Essays

Pass health care reform first, then tackle the malpractice mess

This piece appeared in the blogs at OregonLive.com

Author: Samuel Metz

Date: 02/17/12

Too many Oregon legislators refuse to support Gov. John Kitzhaber's health reform bill (Senate Bill 1580) unless it contains medical malpractice reform. If their goal is to kill the bill, they will succeed. If their goal is to create an authentic long-lasting solution to our malpractice mess, this strategy will be disastrous. Here's why.

Most states and our federal government struggled with tort reform for decades. With one exception (see below), none produced even a hope of a permanent solution. The chances of our Legislature succeeding in the next month where all previous attempts failed are imperceptible.

Of these previous attempts, most only revised monetary caps on awards. However, health care dollars spent on defensive medicine are nearly eightfold larger than that spent on premiums; nationally, $55 billion versus $7 billion. While caps temporarily reduced malpractice premiums in some states, the vastly greater sums spent on defensive care remain unchecked. No level of award caps will remove the need of physicians to protect themselves by practicing defensive medicine.

Health care dollars are not saved with caps.

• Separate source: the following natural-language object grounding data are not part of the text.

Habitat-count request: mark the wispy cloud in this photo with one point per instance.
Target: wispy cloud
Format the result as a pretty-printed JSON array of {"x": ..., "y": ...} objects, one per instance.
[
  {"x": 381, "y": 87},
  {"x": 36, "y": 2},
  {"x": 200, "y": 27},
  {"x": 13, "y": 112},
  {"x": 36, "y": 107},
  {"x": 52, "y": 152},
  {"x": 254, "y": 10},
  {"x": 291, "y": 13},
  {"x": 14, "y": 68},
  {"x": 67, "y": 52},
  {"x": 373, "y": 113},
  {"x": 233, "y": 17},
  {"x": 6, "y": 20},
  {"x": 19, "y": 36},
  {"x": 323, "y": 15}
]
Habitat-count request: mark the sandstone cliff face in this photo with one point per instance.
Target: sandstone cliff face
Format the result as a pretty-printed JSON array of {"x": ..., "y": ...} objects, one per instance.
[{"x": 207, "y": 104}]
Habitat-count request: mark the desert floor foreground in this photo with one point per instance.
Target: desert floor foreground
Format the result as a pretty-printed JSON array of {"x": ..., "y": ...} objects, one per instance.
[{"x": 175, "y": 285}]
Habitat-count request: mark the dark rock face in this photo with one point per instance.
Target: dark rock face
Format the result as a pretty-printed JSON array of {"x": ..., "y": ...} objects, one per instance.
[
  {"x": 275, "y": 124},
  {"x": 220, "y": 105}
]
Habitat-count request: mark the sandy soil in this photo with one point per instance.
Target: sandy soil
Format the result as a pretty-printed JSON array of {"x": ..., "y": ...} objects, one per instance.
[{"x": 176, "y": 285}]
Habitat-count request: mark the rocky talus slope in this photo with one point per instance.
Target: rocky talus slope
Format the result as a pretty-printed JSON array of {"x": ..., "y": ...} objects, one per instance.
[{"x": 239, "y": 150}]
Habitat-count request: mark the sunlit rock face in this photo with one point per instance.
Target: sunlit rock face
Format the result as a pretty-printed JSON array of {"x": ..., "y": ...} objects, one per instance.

These cap proposals dodge the sordid reality of our malpractice morass. Less than 3 percent of medically injured patients ever receive a penny of compensation. Less than half the money paid in premiums ever gets to patients; legal costs consume the rest. Caps will not increase the number of injured patients receiving compensation, nor will they reduce the number of lawsuits.

Furthermore, every state legislature enacting caps in one session finds the next year's session inundated with well-funded lobbyists from physicians and attorneys, all ready to take up weapons again. This war never ends.

The single state with a hope of effective malpractice reform is Vermont. Under its proposed health care system, every patient receives needed care for any injury, medical or not, regardless of the presence or absence of negligence. No injured patient need resort to legal action to get needed medical care. The system also created a compensation fund specifically designed to award financial support to medically injured patients. The amount is determined by patient need, not proof of physician culpability.

One final point: The public perceives that we physicians act on negligent care only after court action. In many cases, sadly, this is true. If we are to assure patients they do not need lawsuits to promote better care, we physicians must be more visibly proactive in policing ourselves. This means having medical groups, hospitals and medical boards detecting and remedying negligent care before court action occurs and, hopefully, before patients are injured.

Oregon deserves the chance to provide better care at lower cost promised by the health care transformation act. It also deserves authentic, long-lasting medical malpractice reform. We are unlikely to get that reform with caps, amendments to an already controversial bill, or before the next full moon. Pass the health care transformation act first, and then give tort reform the detailed and unhurried attention it needs.

Physician Samuel Metz is a member of Mad As Hell Doctors and Physicians for a National Health Program, both of which advocate for publicly funded universal health care. He lives in Southwest Portland.